How to prove that $DE=EF +DG$ from this following triangle problem?

Question

Given a right triangle $ABC$, where $C$ is a right angle.

We choose points $G$ at $AC$ and $F$ at $BC$, and $D$ and $E$ at $AB$.

We draw right triangles $AGD$ and $EBF$, such that $\angle AGD= \angle BFE= 90^{\circ}$, and $AE=AC$ and $BD=BC$.

Prove that $DE=EF +DG$?

I'm clueless about how to start from. I think we need to use similarity, but I still don't get it. Please explain your answer, and insert your picture to make me more understand. Thanks

Answer 1

Note that the figure is completely determined by the requirements. We do not get to "choose" points. Here's a re-statement of the problem:

Given right triangle $\triangle ABC$, with right angle at $C$, locate points $D$ and $E$ on $\overline{AB}$ such that $\overline{BD}\cong \overline{BC}$ and $\overline{AE}\cong\overline{AC}$. Let $F$ and $G$ be the feet of perpendiculars from $E$ to $\overline{BC}$ and from $D$ to $\overline{AC}$.

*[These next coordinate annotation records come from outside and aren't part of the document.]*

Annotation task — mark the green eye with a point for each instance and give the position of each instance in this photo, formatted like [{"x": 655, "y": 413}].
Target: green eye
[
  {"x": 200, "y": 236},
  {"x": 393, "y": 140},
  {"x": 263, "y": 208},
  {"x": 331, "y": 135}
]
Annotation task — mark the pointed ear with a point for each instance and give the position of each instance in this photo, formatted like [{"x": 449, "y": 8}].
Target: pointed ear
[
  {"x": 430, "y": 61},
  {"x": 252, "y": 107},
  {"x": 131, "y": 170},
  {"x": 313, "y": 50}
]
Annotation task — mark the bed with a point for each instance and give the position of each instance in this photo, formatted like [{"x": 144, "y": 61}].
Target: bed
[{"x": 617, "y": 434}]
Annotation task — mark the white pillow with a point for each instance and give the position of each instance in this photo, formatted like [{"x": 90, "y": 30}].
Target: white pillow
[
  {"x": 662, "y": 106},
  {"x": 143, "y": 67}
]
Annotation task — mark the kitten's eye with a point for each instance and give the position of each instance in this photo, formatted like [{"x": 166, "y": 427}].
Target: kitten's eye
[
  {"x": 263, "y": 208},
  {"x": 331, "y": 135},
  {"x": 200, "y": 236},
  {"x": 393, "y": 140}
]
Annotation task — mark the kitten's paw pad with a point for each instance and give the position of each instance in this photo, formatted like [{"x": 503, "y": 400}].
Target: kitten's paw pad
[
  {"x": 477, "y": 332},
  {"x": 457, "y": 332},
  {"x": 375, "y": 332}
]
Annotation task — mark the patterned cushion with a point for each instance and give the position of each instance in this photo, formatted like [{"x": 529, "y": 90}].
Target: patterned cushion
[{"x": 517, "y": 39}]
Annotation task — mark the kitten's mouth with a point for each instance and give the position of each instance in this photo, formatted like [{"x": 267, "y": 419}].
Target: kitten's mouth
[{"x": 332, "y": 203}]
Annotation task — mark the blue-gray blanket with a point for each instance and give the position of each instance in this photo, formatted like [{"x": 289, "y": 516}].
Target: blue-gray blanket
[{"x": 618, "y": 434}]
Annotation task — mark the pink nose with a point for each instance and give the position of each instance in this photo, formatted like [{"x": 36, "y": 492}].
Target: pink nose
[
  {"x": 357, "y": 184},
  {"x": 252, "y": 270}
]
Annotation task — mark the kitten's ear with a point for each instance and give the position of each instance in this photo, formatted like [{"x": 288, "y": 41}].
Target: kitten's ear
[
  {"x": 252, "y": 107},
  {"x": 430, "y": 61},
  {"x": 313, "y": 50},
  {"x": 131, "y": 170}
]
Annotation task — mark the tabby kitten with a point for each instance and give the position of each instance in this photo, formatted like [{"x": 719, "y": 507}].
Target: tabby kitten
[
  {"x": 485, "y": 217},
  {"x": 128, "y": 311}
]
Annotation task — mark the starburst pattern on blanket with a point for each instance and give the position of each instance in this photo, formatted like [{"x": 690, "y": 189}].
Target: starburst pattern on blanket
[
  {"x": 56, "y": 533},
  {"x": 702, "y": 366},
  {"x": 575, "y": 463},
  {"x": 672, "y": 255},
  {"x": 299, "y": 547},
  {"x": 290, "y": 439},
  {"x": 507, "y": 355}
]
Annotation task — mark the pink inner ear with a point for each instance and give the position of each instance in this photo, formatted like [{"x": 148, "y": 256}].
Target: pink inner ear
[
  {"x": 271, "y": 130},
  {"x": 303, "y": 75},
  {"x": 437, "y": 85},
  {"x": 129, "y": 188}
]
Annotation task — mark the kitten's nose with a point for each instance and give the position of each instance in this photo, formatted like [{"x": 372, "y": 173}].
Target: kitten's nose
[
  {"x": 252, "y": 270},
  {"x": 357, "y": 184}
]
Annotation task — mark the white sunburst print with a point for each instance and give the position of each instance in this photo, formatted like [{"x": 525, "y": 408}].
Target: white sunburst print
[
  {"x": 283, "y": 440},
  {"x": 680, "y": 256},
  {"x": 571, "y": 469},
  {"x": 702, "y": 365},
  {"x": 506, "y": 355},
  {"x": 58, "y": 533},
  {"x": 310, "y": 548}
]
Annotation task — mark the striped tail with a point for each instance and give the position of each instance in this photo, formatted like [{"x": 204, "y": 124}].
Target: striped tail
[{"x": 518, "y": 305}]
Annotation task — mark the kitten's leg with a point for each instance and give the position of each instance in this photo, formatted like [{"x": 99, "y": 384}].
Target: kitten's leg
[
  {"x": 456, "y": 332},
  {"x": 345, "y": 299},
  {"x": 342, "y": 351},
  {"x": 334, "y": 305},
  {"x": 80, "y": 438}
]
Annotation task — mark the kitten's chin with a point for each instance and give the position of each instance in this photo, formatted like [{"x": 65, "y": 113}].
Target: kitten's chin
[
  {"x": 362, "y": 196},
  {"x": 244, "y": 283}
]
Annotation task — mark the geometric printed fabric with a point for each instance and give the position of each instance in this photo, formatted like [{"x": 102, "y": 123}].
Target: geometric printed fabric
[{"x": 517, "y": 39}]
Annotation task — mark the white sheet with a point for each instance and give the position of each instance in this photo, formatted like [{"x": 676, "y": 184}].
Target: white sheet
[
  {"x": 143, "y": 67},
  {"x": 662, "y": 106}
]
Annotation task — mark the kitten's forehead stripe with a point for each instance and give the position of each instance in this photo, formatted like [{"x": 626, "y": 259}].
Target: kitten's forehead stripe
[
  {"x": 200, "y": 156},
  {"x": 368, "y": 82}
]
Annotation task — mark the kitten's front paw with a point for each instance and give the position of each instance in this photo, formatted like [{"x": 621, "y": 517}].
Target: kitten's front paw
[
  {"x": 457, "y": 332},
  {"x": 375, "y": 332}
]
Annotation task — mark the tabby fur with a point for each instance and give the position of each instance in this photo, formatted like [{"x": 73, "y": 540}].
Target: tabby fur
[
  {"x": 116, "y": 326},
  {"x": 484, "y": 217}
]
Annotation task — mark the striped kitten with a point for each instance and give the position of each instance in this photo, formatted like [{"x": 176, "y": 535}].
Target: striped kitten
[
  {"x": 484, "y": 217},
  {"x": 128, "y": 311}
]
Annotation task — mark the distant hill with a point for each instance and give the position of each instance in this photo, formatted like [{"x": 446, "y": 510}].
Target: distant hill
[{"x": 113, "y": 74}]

Define segment lengths as follows: $$\begin{align} a := |\overline{BC}| \qquad b := |\overline{CA}| \qquad c &:= |\overline{AB}| \\ p := |\overline{DG}| \qquad q := |\overline{EF}| \qquad r &:= |\overline{DE}| = |\overline{AE}|-|\overline{AD}| = b - (c-a) = a + b - c \end{align}$$

Now, $$\triangle ADG \sim \triangle ABC \quad\implies\quad \frac{p}{c-a} = \frac{a}{c}$$ $$\triangle EBF \sim \triangle ABC \quad\implies\quad \frac{q}{c-b} = \frac{b}{c}$$ Therefore, $$p + q = \frac{a(c-a)}{c} + \frac{b(c-b)}{c} = \frac{ac + bc - (a^2+b^2)}{c} = \frac{ac + bc - c^2}{c} = a + b - c = r$$